С князя сняли тяжелую броню, он застонал, шевельнул рукой, открыл мутные глаза. Сзади раздался громкий топот, — оставив оборванный повод в руках незадачливого ловца, к Тупику мчался Орлик, стеля по ветру пышную гриву. Стал рядом. Васька лишь тронул его наклоненную морду, следя за хлопотами попа над государем — ему смачивали лицо и грудь водой, пытались поить. Внезапно Димитрий отвел руку попа и сел, удивленно оглядываясь.
— Что?! — и, сморщась от боли, схватился руками за голову.
— Победа, государь! Победа, Димитрий Иванович. — Поп заплакал, целуя колени князя. И тогда Димитрий оторвал руки от головы, дико огляделся, схватил маленького попа в объятия и начал целовать. Неожиданно легко встал, обнимал ратников, увидел Тупика, подошел, наклонился:
— Живой, Васька… Спасибо тебе, что живой.
Сам помог Тупику встать, обнимая за плечи, осмотрел поле, не вытирая слез.
— Запомните это, братья. Запомните и расскажите детям… Кто забудет, в том нет и никогда не было русского сердца.

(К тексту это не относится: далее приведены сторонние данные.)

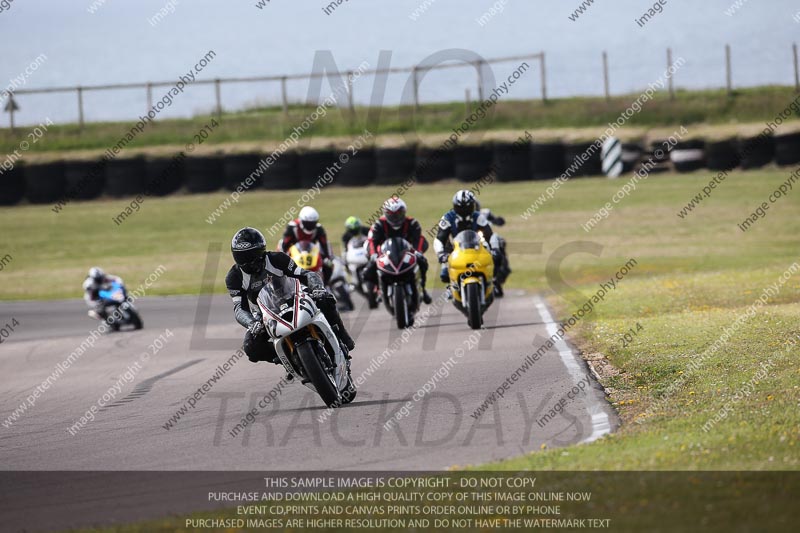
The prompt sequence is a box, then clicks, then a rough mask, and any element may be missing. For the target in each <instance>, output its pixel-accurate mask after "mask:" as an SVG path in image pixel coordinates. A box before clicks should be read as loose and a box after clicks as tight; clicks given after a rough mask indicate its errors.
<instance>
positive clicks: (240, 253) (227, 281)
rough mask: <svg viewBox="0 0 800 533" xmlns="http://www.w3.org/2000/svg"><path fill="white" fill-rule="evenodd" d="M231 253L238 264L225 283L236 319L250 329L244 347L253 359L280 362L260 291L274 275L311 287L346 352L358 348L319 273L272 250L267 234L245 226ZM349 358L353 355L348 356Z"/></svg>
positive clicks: (240, 322)
mask: <svg viewBox="0 0 800 533" xmlns="http://www.w3.org/2000/svg"><path fill="white" fill-rule="evenodd" d="M231 253H232V254H233V260H234V261H235V263H236V264H234V265H233V266H232V267H231V269H230V271H229V272H228V275H227V276H226V277H225V285H226V286H227V287H228V292H229V293H230V295H231V298H232V299H233V313H234V316H235V317H236V321H237V322H239V324H241V325H242V327H244V328H246V329H247V333H246V334H245V336H244V343H243V346H242V348H243V349H244V352H245V353H246V354H247V357H248V359H250V361H251V362H253V363H255V362H258V361H269V362H271V363H275V364H280V360H279V359H278V354H277V353H276V352H275V346H274V345H273V344H272V342H270V338H269V335H268V334H267V332H266V330H265V328H264V323H263V322H262V317H261V314H260V310H259V308H258V303H257V299H258V293H259V292H260V291H261V288H262V287H263V286H264V284H265V283H267V282H268V281H269V280H270V279H271V278H272V276H288V277H290V278H296V279H298V280H300V283H302V284H303V285H305V286H307V287H308V288H309V289H311V297H312V298H313V299H314V301H315V302H316V303H317V306H318V307H319V309H320V311H322V314H323V315H324V316H325V319H326V320H327V321H328V323H329V324H330V325H331V328H332V329H333V331H334V332H335V333H336V336H337V337H338V339H339V340H340V341H341V343H342V344H343V345H344V346H345V347H346V348H347V350H345V353H347V352H348V351H350V350H352V349H353V348H355V342H353V339H352V338H351V337H350V334H349V333H348V332H347V330H346V329H345V327H344V324H343V323H342V318H341V317H340V316H339V313H338V312H337V311H336V298H334V297H333V295H331V294H330V293H328V292H327V291H326V290H325V287H324V286H323V284H322V280H321V279H320V277H319V275H318V274H317V273H316V272H309V271H307V270H304V269H302V268H300V267H299V266H297V264H295V262H294V261H292V259H291V258H290V257H289V256H288V255H286V254H285V253H283V252H268V251H267V241H266V240H265V239H264V235H262V234H261V232H260V231H258V230H256V229H253V228H243V229H240V230H239V231H237V232H236V235H234V236H233V240H232V241H231ZM347 358H348V359H349V358H350V356H349V355H347Z"/></svg>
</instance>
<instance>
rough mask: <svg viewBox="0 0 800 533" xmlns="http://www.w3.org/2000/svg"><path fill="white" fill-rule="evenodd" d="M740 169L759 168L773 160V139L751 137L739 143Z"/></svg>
mask: <svg viewBox="0 0 800 533" xmlns="http://www.w3.org/2000/svg"><path fill="white" fill-rule="evenodd" d="M739 154H740V155H741V157H742V168H760V167H763V166H764V165H768V164H769V163H771V162H772V161H773V160H774V159H775V138H774V137H772V136H769V137H751V138H749V139H741V140H740V141H739Z"/></svg>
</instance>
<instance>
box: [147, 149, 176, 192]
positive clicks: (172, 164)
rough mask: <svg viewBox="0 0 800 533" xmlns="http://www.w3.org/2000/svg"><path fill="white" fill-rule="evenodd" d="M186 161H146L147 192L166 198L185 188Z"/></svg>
mask: <svg viewBox="0 0 800 533" xmlns="http://www.w3.org/2000/svg"><path fill="white" fill-rule="evenodd" d="M183 162H184V159H183V158H180V157H174V158H170V159H163V158H154V159H147V160H146V161H145V181H144V187H145V190H146V191H147V192H148V193H150V194H154V195H155V196H166V195H168V194H172V193H174V192H175V191H177V190H179V189H180V188H181V187H183V172H184V170H183Z"/></svg>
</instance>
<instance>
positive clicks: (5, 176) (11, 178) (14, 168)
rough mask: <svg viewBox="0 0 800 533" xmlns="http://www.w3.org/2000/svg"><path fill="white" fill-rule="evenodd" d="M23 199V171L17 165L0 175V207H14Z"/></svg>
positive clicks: (22, 167)
mask: <svg viewBox="0 0 800 533" xmlns="http://www.w3.org/2000/svg"><path fill="white" fill-rule="evenodd" d="M24 197H25V171H24V170H23V167H22V165H17V166H15V167H14V168H12V169H11V170H7V171H5V172H3V174H2V175H0V205H16V204H18V203H19V202H20V201H21V200H22V199H23V198H24Z"/></svg>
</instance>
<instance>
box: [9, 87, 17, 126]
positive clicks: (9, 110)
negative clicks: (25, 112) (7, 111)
mask: <svg viewBox="0 0 800 533" xmlns="http://www.w3.org/2000/svg"><path fill="white" fill-rule="evenodd" d="M14 102H15V100H14V93H13V92H10V93H8V118H9V120H10V121H11V133H15V132H16V128H15V127H14Z"/></svg>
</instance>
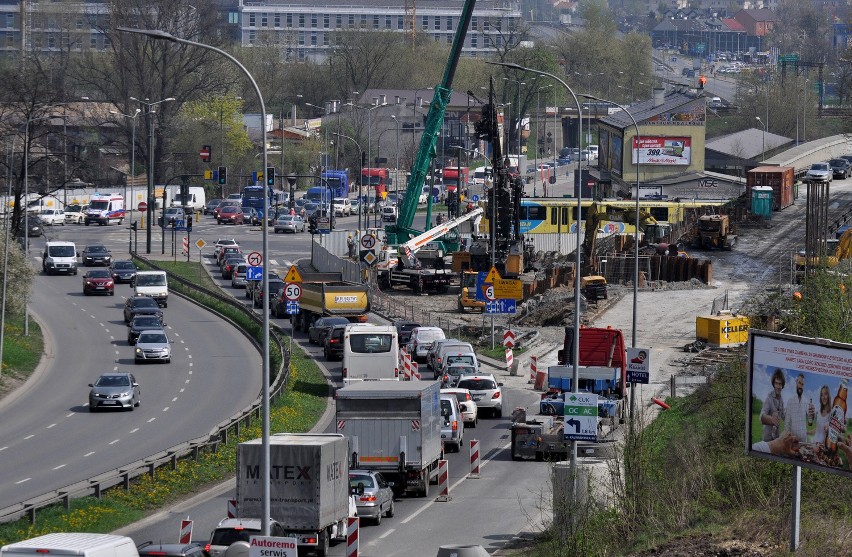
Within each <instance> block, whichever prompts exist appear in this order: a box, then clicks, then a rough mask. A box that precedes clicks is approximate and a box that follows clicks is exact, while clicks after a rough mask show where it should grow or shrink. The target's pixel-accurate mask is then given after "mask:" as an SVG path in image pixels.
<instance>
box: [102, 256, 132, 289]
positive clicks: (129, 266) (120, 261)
mask: <svg viewBox="0 0 852 557" xmlns="http://www.w3.org/2000/svg"><path fill="white" fill-rule="evenodd" d="M109 270H110V274H111V275H112V280H114V281H115V283H116V284H118V283H119V282H128V283H129V282H131V281H132V280H133V277H135V276H136V270H137V269H136V265H135V264H134V263H133V261H130V260H129V259H117V260H115V261H113V262H112V266H111V267H110V269H109Z"/></svg>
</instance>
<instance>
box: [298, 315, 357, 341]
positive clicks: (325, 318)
mask: <svg viewBox="0 0 852 557" xmlns="http://www.w3.org/2000/svg"><path fill="white" fill-rule="evenodd" d="M348 324H349V320H348V319H346V318H345V317H320V318H319V319H317V320H316V321H314V323H313V325H311V326H310V328H309V329H308V342H310V343H311V344H323V343H324V342H325V336H326V335H327V334H328V332H329V331H330V330H331V328H332V327H333V326H334V325H348Z"/></svg>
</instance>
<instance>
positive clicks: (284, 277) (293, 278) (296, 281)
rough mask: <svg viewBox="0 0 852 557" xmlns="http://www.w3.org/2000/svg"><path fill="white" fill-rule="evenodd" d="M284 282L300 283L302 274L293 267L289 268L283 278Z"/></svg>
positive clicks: (301, 278) (301, 276)
mask: <svg viewBox="0 0 852 557" xmlns="http://www.w3.org/2000/svg"><path fill="white" fill-rule="evenodd" d="M284 282H302V273H300V272H299V269H298V268H297V267H296V266H295V265H291V266H290V270H289V271H287V276H285V277H284Z"/></svg>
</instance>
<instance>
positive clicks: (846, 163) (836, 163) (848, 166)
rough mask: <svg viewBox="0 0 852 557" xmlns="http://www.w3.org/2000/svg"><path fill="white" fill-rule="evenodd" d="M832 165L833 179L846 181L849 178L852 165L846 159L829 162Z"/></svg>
mask: <svg viewBox="0 0 852 557" xmlns="http://www.w3.org/2000/svg"><path fill="white" fill-rule="evenodd" d="M828 164H830V165H831V174H832V178H840V179H841V180H845V179H846V178H848V177H849V169H850V166H852V164H851V163H850V162H849V161H847V160H846V159H844V158H838V159H831V160H830V161H828Z"/></svg>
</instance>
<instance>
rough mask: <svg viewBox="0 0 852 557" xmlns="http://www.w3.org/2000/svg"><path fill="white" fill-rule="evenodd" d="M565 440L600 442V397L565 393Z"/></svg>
mask: <svg viewBox="0 0 852 557" xmlns="http://www.w3.org/2000/svg"><path fill="white" fill-rule="evenodd" d="M564 432H565V440H566V441H597V440H598V395H596V394H589V393H565V429H564Z"/></svg>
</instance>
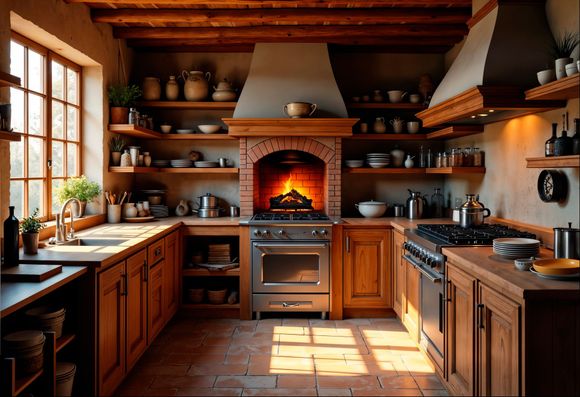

К государю сходились ратники, посланные собирать раненых, от Смолки приближался конный отряд Никиты Чекана, которому Вельяминов поручил разыскать государя.
— Ты еще слаб, Василий, — сказал князь. — Вижу, те крепче мово досталось. Отправляйся в лечебницу, а Орлика отдай пока мне. Скоро верну, только поправляйся. Где мой доспех?
Ратники бросились помогать государю облачаться в помятый панцирь, потом посадили на Васькиного коня. Он сам тронулся навстречу дружинникам, чтобы в их сопровождении явиться перед полками, которые сейчас в боевом порядке стояли на Красном Холме, кроме засадного, ушедшего в погоню за Ордой. Тупику помогли сесть на телегу — их прислали из лагеря множество, чтобы вывозить раненых. Голова гудела, в спине росла жгучая боль, — видно, на него наступила лошадь. Через минуту тряска стала невыносимой, он велел вознице остановиться, слез сам, медленно побрел к лагерю, время от времени присаживаясь отдохнуть на убитых лошадей. Он шел той страшной дорогой, где тумены Орды смяли крыло большого полка, полоса мертвых тел расширялась и казалась нескончаемой. Раненых успели подобрать, если кто уцелел здесь под тысячами бешеных копыт, но отделить своих убитых от чужих еще не успели, русские воины часто лежали в обнимку с ордынскими, и остывшая кровь врагов перемешалась в одних лужах и ручейках. Хотел было омыть лицо в знакомом бочажке, где утром, после встречи с Таршилой, поил коня, и оторопел: вода была мутно-красной — кровь сочилась из земли Куликова поля. «Вот он какой, „медовый сбор“, получился, ребята! Где вы все теперь?» Увидел двух ратников невдалеке, знакомое почудилось в одном из них, и Васька повернул. Они стояли, опустив обнаженные головы, перед убитыми, сложенными рядком на небольшом возвышении, и не повернули голов. Один, молодой, плечистый и рыжеволосый, держал в поводу вороного татарского коня под узорчатым кованым седлом, другой, постарше, с проплешиной в шевелюре, с повязкой на лбу, скорбно опирался на большую рогатину. Наконец старший оборотился, и Тупик узнал мужика из звонцовского отряда, да и парня тоже припомнил.
— Вот оно как вышло, боярин светлый, — мужик охнул от боли. — Два десятка было нас, а стало двое. Какие люди были, матерь божья! Гридя… Таршила… Ивашка — слово-золото… Сенька — голова удалая… Васюк — соколий глаз… Филька-плотник…
Голос его сорвался, он умолк, утерся рукавом, посмотрел в лицо Тупика.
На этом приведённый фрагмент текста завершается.